42) Which of the following is NOT a characteristic of long-run equilibrium in monopolistic competition?
A) The firm makes zero economic profit.
B) Price is equal to average total cost.
C) Production occurs at minimum average total cost.
D) Marginal revenue is equal to marginal cost.
E) Price exceeds marginal revenue.
43) In the long run, a firm in monopolistic competition will
A) produce so that its price equals marginal cost.
B) operate at the minimum of the long-run average cost.
C) overutilize its insufficient capacity.
D) produce so that its price equals average total cost.
E) be dependent on the other firms in the industry.
44) Which of the following is TRUE about a firm in monopolistic competition in the long run?
A) P = MC
B) P = MR
C) ATC = MC
D) P = ATC
E) MC = ATC
45) In the long-run, a firm in monopolistic competition produces at an output level where
A) P > ATC and MR = MC.
B) P > ATC and MR > MC.
C) P = ATC and MR = MC.
D) P = ATC and MR > MC.
E) P = ATC and MC = ATC.
46) Which of the following is true of monopolistic competition in long-run equilibrium?
A) P = MR and P = MC
B) P > ATC and MR = MC
C) P = ATC and MR = MC
D) P = ATC and P = MC
E) P > ATC and P > MR
47) In monopolistic competition in the long run, firms ________.

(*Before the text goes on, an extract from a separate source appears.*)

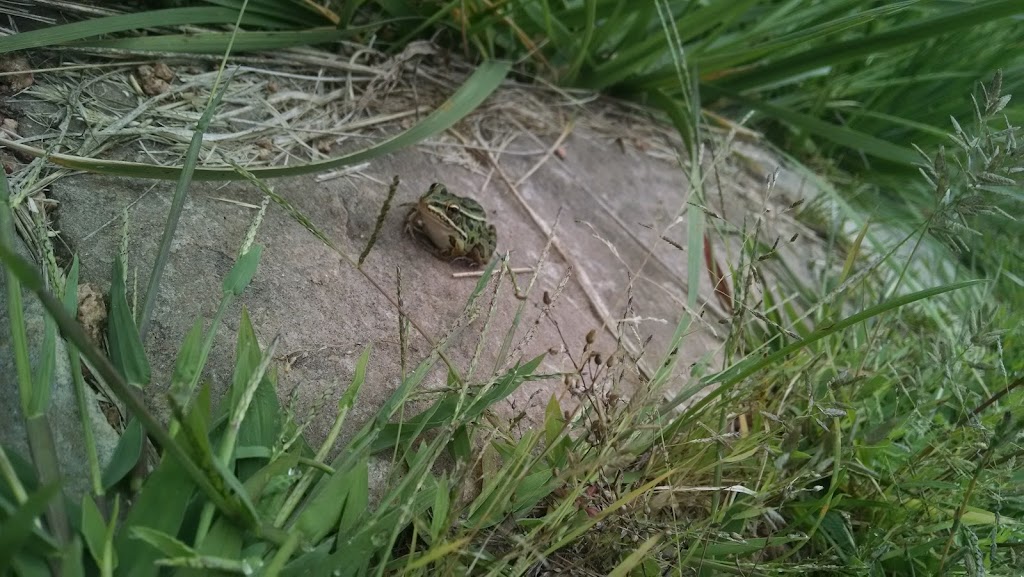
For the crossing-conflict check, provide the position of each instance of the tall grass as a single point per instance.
(876, 431)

A) make zero economic profit and require more capacity
B) incur an economic loss and require more capacity
C) make an economic profit and have excess capacity
D) make zero economic profit and have excess capacity
E) make an economic profit and require more capacity
48) A monopolistically competitive firm ________ have excess capacity because its ________.
A) does; demand curve is downward sloping
B) does not; demand curve is downward sloping
C) does; average total cost curve is U-shaped
D) does not; average total cost curve is U-shaped
E) does; marginal revenue curve lies below its demand curve
49) The figure above shows Firm X. The ________ firm charges a markup of ________.
A) monopolistically competitive; $10 per unit because price exceeds marginal cost
B) monopolistically competitive; $20 per unit because prices exceeds average total cost
C) perfectly competitive; $10 per unit because price equals average total cost
D) perfectly competitive; $20 per unit because price exceeds average total cost
E) monopolistically competitive; $10 per unit because the demand curve lies above the marginal revenue curve
50) Excess capacity is the
A) difference between a perfectly competitive firm’s and a monopolistically competitive firm’s output.
B) difference between a perfectly competitive firm’s and a monopoly’s output.
C) output at the maximum point of the ATC curve.
D) difference between the price charged by a monopoly and a monopolistically competitive firm with the same costs.
E) None of the above answers is correct.
51) In the long run, firms in monopolistic competition produce at a level that is ________ the efficient scale of output.
A) less than
B) equal to
C) more than
D) not comparable to
E) All of the above are possible depending on market conditions.